In [42]:
import numpy as np
import pandas as pd 
import seaborn as sns
import matplotlib.pyplot as plt
import plotly.graph_objects as graphObjects
from plotly.offline import init_notebook_mode, iplot
from sklearn.metrics.pairwise import cosine_similarity
from sklearn.feature_extraction.text import CountVectorizer
from rake_nltk import Rake

In [43]:
data=pd.read_csv("D:/Projects/Netflix Recommendation/inputs/netflix_titles.csv") #Read CSV 
data= data[['title','director','cast','listed_in','description']]  #Extract Needed data from the CSV
data.head() #Display new Dataset

Unnamed: 0,title,director,cast,listed_in,description
0,Norm of the North: King Sized Adventure,"Richard Finn, Tim Maltby","Alan Marriott, Andrew Toth, Brian Dobson, Cole...","Children & Family Movies, Comedies",Before planning an awesome wedding for his gra...
1,Jandino: Whatever it Takes,,Jandino Asporaat,Stand-Up Comedy,Jandino Asporaat riffs on the challenges of ra...
2,Transformers Prime,,"Peter Cullen, Sumalee Montano, Frank Welker, J...",Kids' TV,"With the help of three human allies, the Autob..."
3,Transformers: Robots in Disguise,,"Will Friedle, Darren Criss, Constance Zimmer, ...",Kids' TV,When a prison ship crash unleashes hundreds of...
4,#realityhigh,Fernando Lebrija,"Nesta Cooper, Kate Walsh, John Michael Higgins...",Comedies,When nerdy high schooler Dani finally attracts...


In [44]:
data.columns  #GEt Data Columns

Index(['title', 'director', 'cast', 'listed_in', 'description'], dtype='object')

In [45]:
data.dtypes

title          object
director       object
cast           object
listed_in      object
description    object
dtype: object

In [46]:
data.shape  #Get Number of Datas in the Data set

(6234, 5)

In [47]:
# Pre processing data - Fill Nul Director,Cast Rows
data['director']=data['director'].fillna(' ')
data['cast']=data['cast'].fillna(' ')

# Set direstor and cast data type to String
data['director']=data['director'].astype('str')
data['cast']=data['cast'].astype('str')

In [48]:
data['WordBulk']= ''  #Add new Column to data set

#Iterate threw the dataset
for index,row in data.iterrows():  
      
    category = ''.join(row['listed_in'].split(',')).lower()  #Get Category of the each  
    cast = ' '.join(row['cast'].replace(' ','').split(',')).lower()  #Get actors in each
    director = ''.join(row['director'].replace(' ','').split(',')).lower() #Get director of Each
    

    plot = row['description']  #add desription to a dataframe
    extracter = Rake()  
    extracter.extract_keywords_from_text(plot)  #extract key words in the descriptions of each
    words_in_description = extracter.get_word_degrees() #get those extracted key words
    
    description = ' '.join(list(words_in_description.keys())) #Key words in the description
    row['WordBulk'] = category + ' ' + ' ' + director + ' ' + cast + ' '+description  #And identified key words from each sections of each item(Movie or Tv Series)

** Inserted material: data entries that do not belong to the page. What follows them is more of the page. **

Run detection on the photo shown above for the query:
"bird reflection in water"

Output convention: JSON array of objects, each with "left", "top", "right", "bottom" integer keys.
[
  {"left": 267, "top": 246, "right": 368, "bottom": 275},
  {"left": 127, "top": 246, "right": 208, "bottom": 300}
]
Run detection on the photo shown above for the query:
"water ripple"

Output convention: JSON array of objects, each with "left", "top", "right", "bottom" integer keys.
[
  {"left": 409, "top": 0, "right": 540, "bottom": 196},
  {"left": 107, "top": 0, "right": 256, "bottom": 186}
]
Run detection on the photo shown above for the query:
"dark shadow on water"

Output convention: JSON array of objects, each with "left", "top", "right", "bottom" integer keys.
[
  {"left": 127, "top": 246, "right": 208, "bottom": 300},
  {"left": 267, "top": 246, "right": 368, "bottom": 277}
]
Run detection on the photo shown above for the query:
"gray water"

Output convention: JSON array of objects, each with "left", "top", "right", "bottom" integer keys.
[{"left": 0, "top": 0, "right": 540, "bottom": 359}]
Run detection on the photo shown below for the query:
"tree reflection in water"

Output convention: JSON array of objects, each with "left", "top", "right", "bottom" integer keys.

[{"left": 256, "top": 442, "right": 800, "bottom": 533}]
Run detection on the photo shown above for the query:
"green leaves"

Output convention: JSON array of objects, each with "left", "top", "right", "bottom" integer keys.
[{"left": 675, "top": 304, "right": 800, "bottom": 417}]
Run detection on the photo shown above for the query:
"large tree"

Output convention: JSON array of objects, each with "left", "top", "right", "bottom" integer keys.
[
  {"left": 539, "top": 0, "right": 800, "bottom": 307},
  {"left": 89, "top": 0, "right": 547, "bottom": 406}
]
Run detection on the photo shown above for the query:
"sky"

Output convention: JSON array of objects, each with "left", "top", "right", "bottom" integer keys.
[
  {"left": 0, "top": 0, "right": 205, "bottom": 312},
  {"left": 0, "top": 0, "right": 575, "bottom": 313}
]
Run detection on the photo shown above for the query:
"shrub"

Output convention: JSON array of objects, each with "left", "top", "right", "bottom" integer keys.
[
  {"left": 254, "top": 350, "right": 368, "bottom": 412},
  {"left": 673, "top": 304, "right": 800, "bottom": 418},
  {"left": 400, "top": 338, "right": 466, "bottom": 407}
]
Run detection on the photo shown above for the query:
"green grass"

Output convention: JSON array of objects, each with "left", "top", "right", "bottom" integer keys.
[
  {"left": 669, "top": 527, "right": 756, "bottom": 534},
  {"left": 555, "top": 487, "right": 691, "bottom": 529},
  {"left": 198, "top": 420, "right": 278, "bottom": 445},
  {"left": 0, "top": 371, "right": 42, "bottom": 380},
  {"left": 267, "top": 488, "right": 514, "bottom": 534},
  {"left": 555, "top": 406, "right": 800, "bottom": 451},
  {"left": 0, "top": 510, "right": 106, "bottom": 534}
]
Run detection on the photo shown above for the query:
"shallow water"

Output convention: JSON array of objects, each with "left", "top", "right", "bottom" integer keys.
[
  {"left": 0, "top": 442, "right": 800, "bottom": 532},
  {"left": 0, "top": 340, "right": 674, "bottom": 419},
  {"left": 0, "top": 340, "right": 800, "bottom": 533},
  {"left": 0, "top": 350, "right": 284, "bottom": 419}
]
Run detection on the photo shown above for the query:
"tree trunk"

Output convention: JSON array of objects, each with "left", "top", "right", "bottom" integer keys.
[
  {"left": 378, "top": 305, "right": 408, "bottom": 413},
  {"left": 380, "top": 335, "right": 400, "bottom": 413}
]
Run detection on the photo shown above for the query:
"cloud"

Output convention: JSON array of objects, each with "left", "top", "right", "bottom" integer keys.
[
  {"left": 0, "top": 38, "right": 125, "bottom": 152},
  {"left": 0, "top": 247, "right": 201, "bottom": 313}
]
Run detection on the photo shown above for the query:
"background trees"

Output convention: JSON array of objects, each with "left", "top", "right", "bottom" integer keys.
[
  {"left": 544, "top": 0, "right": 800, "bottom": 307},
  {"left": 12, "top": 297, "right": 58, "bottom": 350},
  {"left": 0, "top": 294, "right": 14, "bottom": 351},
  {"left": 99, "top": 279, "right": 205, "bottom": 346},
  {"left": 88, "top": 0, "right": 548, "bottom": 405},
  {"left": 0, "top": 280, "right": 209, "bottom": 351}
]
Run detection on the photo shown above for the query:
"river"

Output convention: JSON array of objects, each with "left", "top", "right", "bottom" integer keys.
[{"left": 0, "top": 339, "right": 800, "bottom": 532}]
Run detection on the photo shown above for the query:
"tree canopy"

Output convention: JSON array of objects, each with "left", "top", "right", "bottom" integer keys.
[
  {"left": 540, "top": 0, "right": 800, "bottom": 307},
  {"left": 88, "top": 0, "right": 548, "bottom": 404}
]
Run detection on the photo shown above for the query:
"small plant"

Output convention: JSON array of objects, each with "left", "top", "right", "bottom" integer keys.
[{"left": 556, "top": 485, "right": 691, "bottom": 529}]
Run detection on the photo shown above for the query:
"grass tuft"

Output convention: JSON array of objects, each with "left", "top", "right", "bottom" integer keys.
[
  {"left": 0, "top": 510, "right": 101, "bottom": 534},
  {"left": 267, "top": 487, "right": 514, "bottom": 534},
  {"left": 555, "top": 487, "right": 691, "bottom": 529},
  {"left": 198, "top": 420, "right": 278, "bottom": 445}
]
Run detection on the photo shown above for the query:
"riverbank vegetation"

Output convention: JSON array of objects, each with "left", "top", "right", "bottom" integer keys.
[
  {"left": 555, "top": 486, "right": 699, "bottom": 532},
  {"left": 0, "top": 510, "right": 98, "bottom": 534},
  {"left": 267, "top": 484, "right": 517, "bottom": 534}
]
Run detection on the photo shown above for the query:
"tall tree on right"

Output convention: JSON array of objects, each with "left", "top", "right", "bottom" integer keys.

recomendation_data = data[['title','WordBulk']] #Set title and word bulk to a new data frame
recomendation_data.head()  #Display data frame

Unnamed: 0,title,WordBulk
0,Norm of the North: King Sized Adventure,children & family movies comedies richardfinn...
1,Jandino: Whatever it Takes,stand-up comedy jandinoasporaat raising kids...
2,Transformers Prime,kids' tv petercullen sumaleemontano frankwel...
3,Transformers: Robots in Disguise,kids' tv willfriedle darrencriss constancezi...
4,#realityhigh,comedies fernandolebrija nestacooper katewals...


In [49]:
model = CountVectorizer()   #Count Vectorizer model
count_matrix = model.fit_transform(recomendation_data['WordBulk']) #Fit data to the model  
similarity_matrix = cosine_similarity(count_matrix,count_matrix)  #Train the model(This matrix shows one items similarity to others- Squred Metrix)
#Matrix=m(i,j) i=columns j=rows when i=j  m(i,j)=1

print(similarity_matrix) #Display similarity matrix

[[1.         0.         0.         ... 0.0942809  0.03086067 0.03390318]
 [0.         1.         0.04472136 ... 0.         0.         0.        ]
 [0.         0.04472136 1.         ... 0.         0.10141851 0.07427814]
 ...
 [0.0942809  0.         0.         ... 1.         0.         0.        ]
 [0.03086067 0.         0.10141851 ... 0.         1.         0.21971769]
 [0.03390318 0.         0.07427814 ... 0.         0.21971769 1.        ]]


In [50]:
titles = pd.Series(recomendation_data['title']) #Get titles list

#Function for view recomended items for given movie or TV series 
def recommendationEngine(name):
    recomend_list=[] #recomendation list 
    index = titles[titles == name].index[0] #get index of the given name 
    sort_index = pd.Series(similarity_matrix[index]).sort_values(ascending = False)  #get indexes of the simillar items for the given name from the matrix
    similarItems = sort_index.iloc[1:6]  #Get First 5 recomended items
    for i in similarItems.index:
        recomend_list.append(titles[i])   #Add recomended items to the List
    for movie in recomend_list:
        print(movie)      #Display recomeded list

In [51]:
recommendationEngine('The Runner')

The Rehearsal
A Billion Colour Story
Manto
Princess Cyd
Sunday's Illness


In [52]:
recommendationEngine('6 Underground')

Abdo Mota
Highway
Furie
Veerappan
Naan Sigappu Manithan


In [53]:
recommendationEngine('Monster Island')

Zipi & Zape y la Isla del Capitan
In This Corner of the World
Raising the Bar
Santa Girl
Chitty Chitty Bang Bang